Re: [Mimedefang] learner indicated ham

2014-08-12 Thread Bill Cole

On 9 Aug 2014, at 13:41, G.W. Haywood wrote:


Hi there,

On Sat, 9 Aug 2014, Bill Cole wrote:


... you probably could get a better answer from the broader SA
community, but I'll offer a vague rambling one :)


It wasn't all that vague. :)

You guys do REJECT your spam, don't you?


Generally, yes. I actually manage spam control for multiple systems that 
operate under a diversity of policy regimes, some of which require 
tag-and-release and/or quarantine for some mail that is in fact nearly 
pure spam. On my personal domain (20yo, including still-live addresses 
used for about a decade unmunged on Usenet) I reject 95% of all 
attempted SMTP transactions before DATA (a majority doomed before MAIL) 
so my filter_end function in MD (where SA gets a look) sees a mostly 
de-spammed stream of messages.

___
NOTE: If there is a disclaimer or other legal boilerplate in the above
message, it is NULL AND VOID.  You may ignore it.

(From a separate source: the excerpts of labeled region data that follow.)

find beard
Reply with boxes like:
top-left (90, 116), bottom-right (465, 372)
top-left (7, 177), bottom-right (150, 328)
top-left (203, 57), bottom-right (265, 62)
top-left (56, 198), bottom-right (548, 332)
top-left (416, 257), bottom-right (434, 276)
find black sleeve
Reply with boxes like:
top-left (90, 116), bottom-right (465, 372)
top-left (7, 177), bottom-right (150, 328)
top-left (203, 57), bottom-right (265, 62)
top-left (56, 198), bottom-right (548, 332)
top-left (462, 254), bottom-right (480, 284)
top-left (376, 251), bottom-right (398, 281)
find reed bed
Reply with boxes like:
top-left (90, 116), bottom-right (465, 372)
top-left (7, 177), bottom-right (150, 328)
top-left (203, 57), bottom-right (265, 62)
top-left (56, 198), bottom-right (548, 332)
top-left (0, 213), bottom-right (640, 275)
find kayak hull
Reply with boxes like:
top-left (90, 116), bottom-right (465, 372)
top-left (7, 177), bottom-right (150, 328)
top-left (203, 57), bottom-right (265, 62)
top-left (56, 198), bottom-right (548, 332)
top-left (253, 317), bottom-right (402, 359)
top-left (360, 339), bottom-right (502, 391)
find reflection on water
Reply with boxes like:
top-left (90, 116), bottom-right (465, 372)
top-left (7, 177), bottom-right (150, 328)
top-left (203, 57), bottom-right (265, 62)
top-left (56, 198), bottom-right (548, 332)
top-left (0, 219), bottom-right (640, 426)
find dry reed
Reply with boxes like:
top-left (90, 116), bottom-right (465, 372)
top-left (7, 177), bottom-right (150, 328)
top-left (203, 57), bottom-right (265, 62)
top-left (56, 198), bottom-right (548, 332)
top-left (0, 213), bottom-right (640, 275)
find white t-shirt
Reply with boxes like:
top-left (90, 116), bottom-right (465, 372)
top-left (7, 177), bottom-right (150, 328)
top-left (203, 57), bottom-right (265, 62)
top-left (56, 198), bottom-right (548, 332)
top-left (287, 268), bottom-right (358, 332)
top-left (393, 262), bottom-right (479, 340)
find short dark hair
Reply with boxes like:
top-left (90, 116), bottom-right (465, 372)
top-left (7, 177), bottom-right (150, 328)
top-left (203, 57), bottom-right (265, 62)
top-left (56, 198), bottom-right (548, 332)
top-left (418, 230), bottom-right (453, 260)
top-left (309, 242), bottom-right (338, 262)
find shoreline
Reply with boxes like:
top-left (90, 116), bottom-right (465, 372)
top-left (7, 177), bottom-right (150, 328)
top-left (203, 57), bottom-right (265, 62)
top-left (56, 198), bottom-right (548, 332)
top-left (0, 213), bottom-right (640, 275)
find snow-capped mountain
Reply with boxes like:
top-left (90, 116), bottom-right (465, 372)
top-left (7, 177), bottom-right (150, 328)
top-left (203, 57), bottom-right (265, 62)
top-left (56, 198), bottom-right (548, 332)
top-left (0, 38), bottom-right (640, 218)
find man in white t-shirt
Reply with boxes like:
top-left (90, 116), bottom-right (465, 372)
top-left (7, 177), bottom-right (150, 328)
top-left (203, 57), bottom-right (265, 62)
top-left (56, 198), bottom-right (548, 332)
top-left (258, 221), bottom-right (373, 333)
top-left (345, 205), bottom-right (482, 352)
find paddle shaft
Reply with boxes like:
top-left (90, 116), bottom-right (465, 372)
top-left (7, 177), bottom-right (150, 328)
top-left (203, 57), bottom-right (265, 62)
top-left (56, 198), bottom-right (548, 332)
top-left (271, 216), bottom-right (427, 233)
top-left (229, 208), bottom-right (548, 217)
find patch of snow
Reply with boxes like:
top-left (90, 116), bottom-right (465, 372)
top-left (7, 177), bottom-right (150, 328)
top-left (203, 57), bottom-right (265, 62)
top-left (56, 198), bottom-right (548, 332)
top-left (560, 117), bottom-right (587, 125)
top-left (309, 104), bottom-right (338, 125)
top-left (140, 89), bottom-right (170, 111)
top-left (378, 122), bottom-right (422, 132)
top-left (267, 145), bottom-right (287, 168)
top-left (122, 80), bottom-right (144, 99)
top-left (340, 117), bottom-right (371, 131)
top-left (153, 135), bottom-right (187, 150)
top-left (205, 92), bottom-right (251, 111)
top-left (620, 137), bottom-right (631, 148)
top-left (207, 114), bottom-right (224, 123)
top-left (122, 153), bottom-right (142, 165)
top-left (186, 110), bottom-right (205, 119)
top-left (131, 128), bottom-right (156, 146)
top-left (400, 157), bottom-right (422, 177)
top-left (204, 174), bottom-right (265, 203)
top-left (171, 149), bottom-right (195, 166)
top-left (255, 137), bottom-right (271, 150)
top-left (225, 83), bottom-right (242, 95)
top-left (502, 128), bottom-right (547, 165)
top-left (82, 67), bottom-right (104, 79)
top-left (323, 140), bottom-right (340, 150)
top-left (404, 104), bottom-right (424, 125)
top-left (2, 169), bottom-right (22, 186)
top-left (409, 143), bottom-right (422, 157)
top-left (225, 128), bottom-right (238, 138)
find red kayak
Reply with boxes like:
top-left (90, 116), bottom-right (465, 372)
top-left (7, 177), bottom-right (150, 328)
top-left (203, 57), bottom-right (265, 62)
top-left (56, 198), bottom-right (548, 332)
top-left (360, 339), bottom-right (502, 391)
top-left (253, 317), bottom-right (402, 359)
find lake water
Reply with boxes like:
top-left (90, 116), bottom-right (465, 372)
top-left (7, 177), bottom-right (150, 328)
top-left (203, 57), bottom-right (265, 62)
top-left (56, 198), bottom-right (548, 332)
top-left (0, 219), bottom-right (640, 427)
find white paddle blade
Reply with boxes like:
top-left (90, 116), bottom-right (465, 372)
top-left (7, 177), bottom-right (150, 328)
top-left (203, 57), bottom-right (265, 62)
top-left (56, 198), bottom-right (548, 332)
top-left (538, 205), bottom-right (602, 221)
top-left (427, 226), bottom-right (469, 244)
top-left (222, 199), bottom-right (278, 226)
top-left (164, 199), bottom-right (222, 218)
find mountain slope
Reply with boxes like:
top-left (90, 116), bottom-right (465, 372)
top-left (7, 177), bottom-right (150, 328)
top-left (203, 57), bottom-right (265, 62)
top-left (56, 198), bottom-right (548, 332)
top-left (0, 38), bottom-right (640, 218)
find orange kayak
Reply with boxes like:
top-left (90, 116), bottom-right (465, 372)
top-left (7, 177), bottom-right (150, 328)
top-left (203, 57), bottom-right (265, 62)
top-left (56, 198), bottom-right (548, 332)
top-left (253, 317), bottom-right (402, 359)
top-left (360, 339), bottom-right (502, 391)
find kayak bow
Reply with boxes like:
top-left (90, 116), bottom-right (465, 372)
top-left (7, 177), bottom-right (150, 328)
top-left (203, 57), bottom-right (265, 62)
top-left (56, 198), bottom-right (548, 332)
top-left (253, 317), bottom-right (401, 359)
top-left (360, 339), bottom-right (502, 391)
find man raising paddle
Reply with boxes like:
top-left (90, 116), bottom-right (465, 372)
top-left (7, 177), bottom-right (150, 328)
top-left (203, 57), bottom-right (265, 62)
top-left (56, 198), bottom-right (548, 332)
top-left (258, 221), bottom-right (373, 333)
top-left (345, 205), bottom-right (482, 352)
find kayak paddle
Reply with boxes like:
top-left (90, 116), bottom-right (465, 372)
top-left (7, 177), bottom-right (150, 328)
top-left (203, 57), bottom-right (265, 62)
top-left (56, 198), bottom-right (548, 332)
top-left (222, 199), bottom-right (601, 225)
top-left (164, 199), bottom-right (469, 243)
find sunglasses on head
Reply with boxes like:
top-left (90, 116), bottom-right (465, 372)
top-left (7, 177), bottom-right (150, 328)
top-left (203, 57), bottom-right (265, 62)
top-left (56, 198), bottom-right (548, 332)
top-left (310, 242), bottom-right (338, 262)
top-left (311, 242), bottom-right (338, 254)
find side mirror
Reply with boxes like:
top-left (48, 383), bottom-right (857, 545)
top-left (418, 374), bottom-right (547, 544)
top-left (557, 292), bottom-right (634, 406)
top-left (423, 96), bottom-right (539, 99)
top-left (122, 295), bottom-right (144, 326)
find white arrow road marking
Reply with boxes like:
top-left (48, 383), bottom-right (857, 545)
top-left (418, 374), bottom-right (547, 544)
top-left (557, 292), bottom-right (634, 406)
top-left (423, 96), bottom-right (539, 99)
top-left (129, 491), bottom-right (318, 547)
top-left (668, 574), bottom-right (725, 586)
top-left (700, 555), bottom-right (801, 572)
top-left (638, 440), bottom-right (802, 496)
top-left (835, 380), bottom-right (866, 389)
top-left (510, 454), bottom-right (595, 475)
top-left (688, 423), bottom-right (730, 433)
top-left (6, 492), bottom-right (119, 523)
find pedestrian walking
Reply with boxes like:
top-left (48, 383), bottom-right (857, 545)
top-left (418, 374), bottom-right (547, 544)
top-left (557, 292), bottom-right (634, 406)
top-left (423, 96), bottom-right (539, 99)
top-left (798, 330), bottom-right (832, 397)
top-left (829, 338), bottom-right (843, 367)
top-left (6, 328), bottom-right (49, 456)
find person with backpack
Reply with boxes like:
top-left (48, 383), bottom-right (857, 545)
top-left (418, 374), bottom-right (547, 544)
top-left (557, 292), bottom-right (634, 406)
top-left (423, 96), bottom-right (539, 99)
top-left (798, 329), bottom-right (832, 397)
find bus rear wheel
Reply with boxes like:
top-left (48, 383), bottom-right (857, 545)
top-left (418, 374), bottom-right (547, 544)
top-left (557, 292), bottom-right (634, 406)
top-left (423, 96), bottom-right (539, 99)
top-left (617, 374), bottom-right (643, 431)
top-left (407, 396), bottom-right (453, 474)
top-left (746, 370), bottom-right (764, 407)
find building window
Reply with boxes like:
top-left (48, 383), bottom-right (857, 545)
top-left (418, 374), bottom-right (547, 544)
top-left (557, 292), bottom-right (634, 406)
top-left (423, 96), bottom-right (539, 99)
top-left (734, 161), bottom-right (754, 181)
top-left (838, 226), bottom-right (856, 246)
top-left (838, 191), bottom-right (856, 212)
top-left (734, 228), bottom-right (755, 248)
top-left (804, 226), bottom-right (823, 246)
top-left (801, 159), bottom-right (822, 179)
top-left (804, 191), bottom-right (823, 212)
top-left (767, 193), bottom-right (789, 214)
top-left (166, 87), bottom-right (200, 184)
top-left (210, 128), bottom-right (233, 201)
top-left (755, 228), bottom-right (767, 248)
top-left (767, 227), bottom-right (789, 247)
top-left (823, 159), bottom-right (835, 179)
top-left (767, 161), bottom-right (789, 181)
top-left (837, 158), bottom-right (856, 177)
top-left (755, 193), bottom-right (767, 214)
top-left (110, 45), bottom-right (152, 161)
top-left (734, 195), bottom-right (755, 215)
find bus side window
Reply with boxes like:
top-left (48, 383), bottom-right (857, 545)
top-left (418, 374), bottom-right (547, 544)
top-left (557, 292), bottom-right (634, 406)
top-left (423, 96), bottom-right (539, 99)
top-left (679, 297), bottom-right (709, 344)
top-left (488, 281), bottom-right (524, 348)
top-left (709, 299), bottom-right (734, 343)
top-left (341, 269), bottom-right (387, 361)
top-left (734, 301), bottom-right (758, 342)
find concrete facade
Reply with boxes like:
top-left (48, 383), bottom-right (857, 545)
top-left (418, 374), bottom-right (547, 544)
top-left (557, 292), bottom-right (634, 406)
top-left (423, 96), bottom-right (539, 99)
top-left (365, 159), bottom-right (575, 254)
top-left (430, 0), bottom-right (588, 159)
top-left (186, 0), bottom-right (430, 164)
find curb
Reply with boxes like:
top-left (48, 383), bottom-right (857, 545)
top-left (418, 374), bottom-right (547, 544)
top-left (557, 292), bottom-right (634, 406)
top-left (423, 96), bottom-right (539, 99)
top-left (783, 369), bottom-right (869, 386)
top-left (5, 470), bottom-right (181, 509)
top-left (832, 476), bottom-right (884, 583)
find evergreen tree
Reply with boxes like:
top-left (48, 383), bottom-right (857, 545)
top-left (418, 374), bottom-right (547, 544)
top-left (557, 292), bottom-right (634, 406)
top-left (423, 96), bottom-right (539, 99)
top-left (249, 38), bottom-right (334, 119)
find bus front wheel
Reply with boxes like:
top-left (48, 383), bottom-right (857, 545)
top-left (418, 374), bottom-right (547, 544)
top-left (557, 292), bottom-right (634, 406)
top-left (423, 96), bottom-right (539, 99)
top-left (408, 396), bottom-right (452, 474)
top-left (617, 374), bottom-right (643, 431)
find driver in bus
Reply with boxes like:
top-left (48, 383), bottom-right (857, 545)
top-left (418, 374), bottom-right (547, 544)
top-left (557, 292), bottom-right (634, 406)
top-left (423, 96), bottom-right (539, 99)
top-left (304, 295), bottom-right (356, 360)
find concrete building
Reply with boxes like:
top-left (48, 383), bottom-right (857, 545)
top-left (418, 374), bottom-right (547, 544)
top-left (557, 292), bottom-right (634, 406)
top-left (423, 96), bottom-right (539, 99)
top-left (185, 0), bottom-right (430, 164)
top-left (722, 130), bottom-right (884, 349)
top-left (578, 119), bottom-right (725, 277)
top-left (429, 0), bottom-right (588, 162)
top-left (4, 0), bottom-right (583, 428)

Visit http://www.mimedefang.org and http://www.roaringpenguin.com
MIMEDefang mailing list MIMEDefang@lists.roaringpenguin.com
http://lists.roaringpenguin.com/mailman/listinfo/mimedefang


Re: [Mimedefang] learner indicated ham

2014-08-12 Thread Bill Cole

On 11 Aug 2014, at 10:22, Justin Edmands wrote:


Bill,
Thank you very much for the response. The detail is much appreciated.
As Ged mentioned, not vague, helpful to say the least. The part about
highly trusted rules caught my attention:

Another way to increase autolearning without going all the way to the
learn on error behavior is to flag rules that you trust highly as
autolearn_force so that messages matching them won't ever be
excluded from autolearning based on the existing Bayes DB disagreeing
with the deterministic rules.

I think these will get me started:

tflags URIBL_DBL_SPAM autolearn_force
tflags URIBL_JP_SURBL autolearn_force
tflags URIBL_BLACK autolearn_force
tflags INVALID_DATE autolearn_force

Any others that are definites?


That's a hard question for anyone to answer without knowing your 
mailstream's quirks. I can't tell you who your users are and what sort 
of mail they want that matches which rules. The default SA rules have 
mostly low scores because they are all individually highly error-prone.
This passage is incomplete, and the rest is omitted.